American children were known to be the most “enlightened” worldwide. British observers noted that Colonial children were loud, quarrelsome, and unruly. They didn’t obey their elders and paid no respect to old age. Locke’s idea that children had rights as well as obligations to their parents was very prevalent in the Colonies, and it wasn’t long before those ideas began to extend to the relationship between the Colonies and Mother England.

Back to my original question, though. Which generation had parenting the hardest?
I’m going to go with “the parents whose children had a 50% mortality rate.” Having 13 adult children sounds like a nightmare, but “confusing and difficult to execute” seems better than “constant grief.” Medieval parents had it simpler, but they didn’t have it easier. King George III is welcome to disagree. After all, I’m used to parenting being confusing and difficult. Apparently, there was a time when this was new, and an improvement in human development.
Also, if you want to blame the constant anxiety of being a parent on something, don’t go with social media. It’s all John Locke’s fault.
This would be brilliant in one of those ‘Parent’ magazines now. Not as guideline, more as “guess what this isn’t so bad”
So subjective though. Here’s to my great grandmother who had 18 children. SO tired.
I love this!
Only because I cannot help to roll my eyes at the screeds on SM of the heavy trials of the SAHMs with 2 children.
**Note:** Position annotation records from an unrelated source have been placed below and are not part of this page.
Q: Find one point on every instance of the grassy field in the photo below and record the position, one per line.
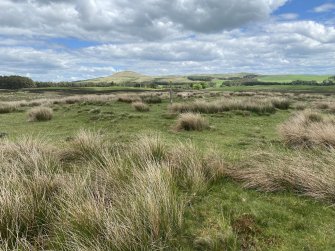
(217, 209)
(290, 78)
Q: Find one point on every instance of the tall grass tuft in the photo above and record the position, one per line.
(191, 122)
(96, 194)
(308, 129)
(308, 174)
(253, 105)
(40, 114)
(140, 107)
(8, 107)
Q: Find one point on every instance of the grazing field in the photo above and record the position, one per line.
(228, 169)
(290, 78)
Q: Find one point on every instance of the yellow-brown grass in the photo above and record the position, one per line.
(191, 122)
(249, 104)
(309, 129)
(96, 194)
(140, 106)
(308, 174)
(40, 114)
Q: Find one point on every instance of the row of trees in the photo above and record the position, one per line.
(16, 82)
(251, 82)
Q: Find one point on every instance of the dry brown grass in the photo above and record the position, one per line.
(8, 107)
(96, 194)
(40, 114)
(128, 98)
(307, 129)
(140, 107)
(191, 122)
(308, 174)
(223, 105)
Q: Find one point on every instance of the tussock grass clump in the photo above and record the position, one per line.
(151, 99)
(257, 106)
(29, 190)
(40, 114)
(309, 129)
(191, 122)
(114, 197)
(308, 174)
(140, 107)
(281, 103)
(8, 107)
(128, 98)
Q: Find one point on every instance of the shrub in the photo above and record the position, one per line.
(191, 122)
(140, 107)
(40, 114)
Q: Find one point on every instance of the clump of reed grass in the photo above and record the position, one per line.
(140, 107)
(191, 122)
(310, 174)
(308, 129)
(40, 114)
(8, 107)
(281, 103)
(128, 98)
(257, 106)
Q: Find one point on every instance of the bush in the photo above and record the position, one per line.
(191, 122)
(140, 107)
(40, 114)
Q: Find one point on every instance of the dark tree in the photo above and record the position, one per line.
(15, 82)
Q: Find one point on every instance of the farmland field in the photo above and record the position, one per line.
(290, 78)
(217, 201)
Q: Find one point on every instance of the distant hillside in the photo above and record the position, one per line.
(131, 77)
(122, 77)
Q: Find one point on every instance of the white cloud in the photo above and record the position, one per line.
(159, 37)
(324, 8)
(121, 19)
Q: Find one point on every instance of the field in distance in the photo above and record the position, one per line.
(218, 169)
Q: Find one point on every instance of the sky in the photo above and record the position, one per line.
(65, 40)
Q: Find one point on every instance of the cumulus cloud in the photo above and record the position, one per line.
(324, 8)
(150, 19)
(159, 37)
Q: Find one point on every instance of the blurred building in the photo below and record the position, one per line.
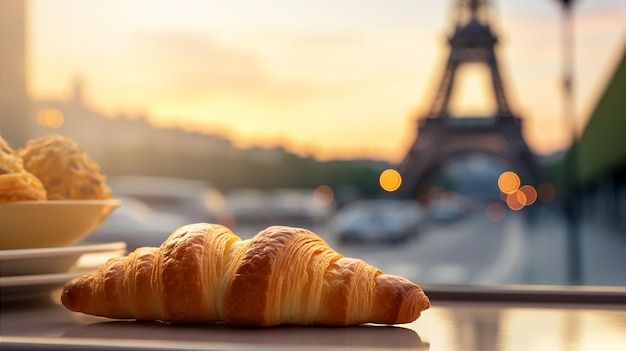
(13, 100)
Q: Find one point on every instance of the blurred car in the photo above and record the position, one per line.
(137, 224)
(194, 200)
(448, 209)
(379, 220)
(298, 206)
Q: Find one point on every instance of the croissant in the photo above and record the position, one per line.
(283, 275)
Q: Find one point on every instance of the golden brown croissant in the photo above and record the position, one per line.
(283, 275)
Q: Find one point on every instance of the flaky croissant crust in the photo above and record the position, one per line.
(283, 275)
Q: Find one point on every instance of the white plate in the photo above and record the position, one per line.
(57, 259)
(28, 287)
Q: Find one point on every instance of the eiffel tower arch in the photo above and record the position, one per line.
(442, 137)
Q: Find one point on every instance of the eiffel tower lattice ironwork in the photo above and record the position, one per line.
(440, 136)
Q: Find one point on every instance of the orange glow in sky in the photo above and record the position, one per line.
(323, 78)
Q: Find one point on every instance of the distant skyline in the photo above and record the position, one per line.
(332, 79)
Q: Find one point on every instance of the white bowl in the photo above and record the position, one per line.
(51, 223)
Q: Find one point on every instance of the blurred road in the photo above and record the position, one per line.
(474, 250)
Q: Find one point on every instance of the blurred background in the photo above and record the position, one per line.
(451, 142)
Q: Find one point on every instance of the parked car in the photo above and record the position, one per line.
(194, 200)
(379, 220)
(137, 224)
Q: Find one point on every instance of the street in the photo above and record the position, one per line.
(474, 250)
FCOL. I had to do the Mom thing with babies while working outside the home fulltime without the kinds of support expected & demanded today of the working father. So I had 2 FT jobs yet was made out to be neglectful and not a "real mom." Babies lived btw, w/o a wet nurse nor nanny nor an interested involved grandparent nor auntie providing childcare. There was no village in the late 1980s nor 1990s. The village is a myth.